RLlib

From https://www.toolify.ai/ai-news/unlock-deep-hierarchical-multiagent-reinforcement-learning-with-rllib-390602
From https://docs.ray.io/en/latest/rllib/index.html

RLlib is an open-source reinforcement learning library developed by OpenAI. 
It provides a flexible and scalable framework for training and evaluating reinforcement learning models. 
RLlib integrates with popular deep learning libraries such as TensorFlow and PyTorch, enabling users to leverage deep neural networks for effective learning.

RLlib offers various features and abstractions, including support for multi-agent and hierarchical reinforcement learning.
It provides pre-built trainers and algorithms for different types of problems, making it easier to get started with reinforcement learning.
RLlib also includes tools for hyperparameter tuning, allowing users to find the optimal configuration for their models.

The need for RLlib arises from a lack of practical guidance and application-specific examples in existing resources for reinforcement learning. 
RLlib aims to address this by providing a user-friendly framework with comprehensive documentation, tutorials, and example code. 
This helps minimize the learning curve and enables users to quickly apply reinforcement learning to their specific problems.

To start using RLlib, you need to set up the environment and define the necessary components such as the action space, 
observation space, reward function, and RLlib trainer. Once the environment is set up, you can train 
the model using RLlib's built-in trainers and evaluate its performance. RLlib supports major deep learning frameworks 
such as TensorFlow and PyTorch, allowing users to choose the one that best suits their needs.

Overall, RLlib provides a powerful and easy-to-use framework for reinforcement learning, making it accessible to both beginners and experienced practitioners. 
It offers a range of features and advanced concepts, enabling users to tackle complex problems and achieve superior results in various domains.

###### Ray with RLilb
! pip install "ray[rllib]" tensorflow torch

from ray.rllib.algorithms.ppo import PPOConfig

config = (  # 1. Configure the algorithm,
    PPOConfig()
    .environment("Taxi-v3")
    .rollouts(num_rollout_workers=2)
    .framework("torch")
    .training(model={"fcnet_hiddens": [64, 64]})
    .evaluation(evaluation_num_workers=1)
)

algo = config.build()  # 2. build the algorithm,

for _ in range(5):
    print(algo.train())  # 3. train it,

algo.evaluate()  # 4. and evaluate it.

### Feature
1. The most popular deep-learning frameworks: PyTorch and TensorFlow (tf1.x/2.x static-graph/eager/traced).
2. Highly distributed learning: Our RLlib algorithms (such as our “PPO” or “IMPALA”) allow you to set the num_workers config parameter,
   such that your workloads can run on 100s of CPUs/nodes thus parallelizing and speeding up learning.
3. Multi-agent RL (MARL): Convert your (custom) gym.Envs into a multi-agent one via a few simple steps and start training your agents in any of the following fashions:
   1) Cooperative with shared or separate policies and/or value functions.
   2) Adversarial scenarios using self-play and league-based training.
   3) Independent learning of neutral/co-existing agents.
4. External simulators: Don’t have your simulation running as a gym.Env in python? No problem! RLlib supports an external environment API and comes with a pluggable, 
   off-the-shelve client/ server setup that allows you to run 100s of independent simulators on the “outside” (e.g. a Windows cloud) connecting
   to a central RLlib Policy-Server that learns and serves actions. Alternatively, actions can be computed on the client side to save on network traffic.
5. Offline RL and imitation learning/behavior cloning: You don’t have a simulator for your particular problem, 
   but tons of historic data recorded by a legacy (maybe non-RL/ML) system? This branch of reinforcement learning is for you!
   RLlib’s comes with several offline RL algorithms (CQL, MARWIL, and DQfD), allowing you to either purely behavior-clone 
   your existing system or learn how to further improve over it.

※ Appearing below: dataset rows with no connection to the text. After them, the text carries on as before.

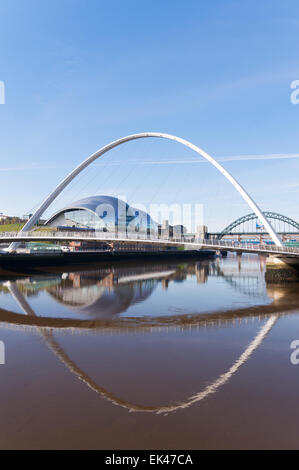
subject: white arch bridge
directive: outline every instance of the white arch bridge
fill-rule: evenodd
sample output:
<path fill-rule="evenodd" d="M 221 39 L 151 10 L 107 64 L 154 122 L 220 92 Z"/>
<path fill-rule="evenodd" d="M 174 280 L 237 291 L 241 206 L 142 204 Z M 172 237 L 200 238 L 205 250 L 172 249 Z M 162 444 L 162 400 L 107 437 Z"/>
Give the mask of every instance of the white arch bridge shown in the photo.
<path fill-rule="evenodd" d="M 156 252 L 164 251 L 167 248 L 180 248 L 184 250 L 198 250 L 198 251 L 229 251 L 235 253 L 256 253 L 264 255 L 273 255 L 277 257 L 293 258 L 299 260 L 299 248 L 289 246 L 276 246 L 276 245 L 255 245 L 246 243 L 236 245 L 232 242 L 225 242 L 218 239 L 201 240 L 194 239 L 194 241 L 185 241 L 182 238 L 154 238 L 148 236 L 147 238 L 142 235 L 134 235 L 131 233 L 109 233 L 109 232 L 95 232 L 95 233 L 80 233 L 80 232 L 3 232 L 0 233 L 0 243 L 17 243 L 20 242 L 99 242 L 110 244 L 113 248 L 117 247 L 118 251 L 126 249 L 127 251 L 136 252 Z M 178 251 L 178 254 L 180 251 Z"/>

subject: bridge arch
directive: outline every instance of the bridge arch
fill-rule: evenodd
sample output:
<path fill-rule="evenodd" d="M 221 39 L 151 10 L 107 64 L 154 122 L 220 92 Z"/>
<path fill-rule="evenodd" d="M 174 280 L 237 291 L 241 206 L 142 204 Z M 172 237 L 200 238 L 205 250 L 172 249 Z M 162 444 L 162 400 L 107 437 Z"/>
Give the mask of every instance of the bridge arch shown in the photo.
<path fill-rule="evenodd" d="M 296 222 L 293 219 L 290 219 L 289 217 L 286 217 L 285 215 L 278 214 L 277 212 L 269 212 L 269 211 L 265 211 L 264 215 L 265 217 L 267 217 L 267 219 L 275 219 L 281 222 L 285 222 L 286 224 L 291 225 L 292 227 L 296 228 L 299 231 L 298 222 Z M 232 230 L 234 230 L 239 225 L 242 225 L 245 222 L 249 222 L 250 220 L 255 220 L 255 219 L 259 219 L 258 216 L 255 213 L 251 213 L 251 214 L 244 215 L 243 217 L 240 217 L 239 219 L 234 220 L 234 222 L 232 222 L 227 227 L 225 227 L 225 229 L 222 230 L 222 232 L 219 235 L 219 239 L 221 239 L 228 233 L 231 233 Z"/>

#### Centralized vs Decentralized Training for Multi Agent Reinforcement Learning
1. Decentralized Training:
   In decentralized training, each agent collects its own set of experiences during the episodes and learns independently from those experiences.
   Agents maintain their own critics (value functions) and policies, which are updated based on their own experiences.
   There is no sharing of experiences or learning updates between agents.
   This approach is suitable when agents have distinct roles or objectives and should learn independently without coordination.
2. Centralized Training:
   In centralized training, agents share the collected experiences and learn from them together.
   All agents within a specific agent group (as defined by `AgentGroups`) share the same critic (value function) and policy.
   The critic is updated based on the collective experiences of all agents in the group, allowing them to learn from a shared knowledge base.  
   Policies are shared among agents to promote coordination and collaboration.
   This approach is useful when agents need to coordinate their actions and learn from a common perspective, such as in cooperative tasks 
   or when there is a need for centralized decision-making.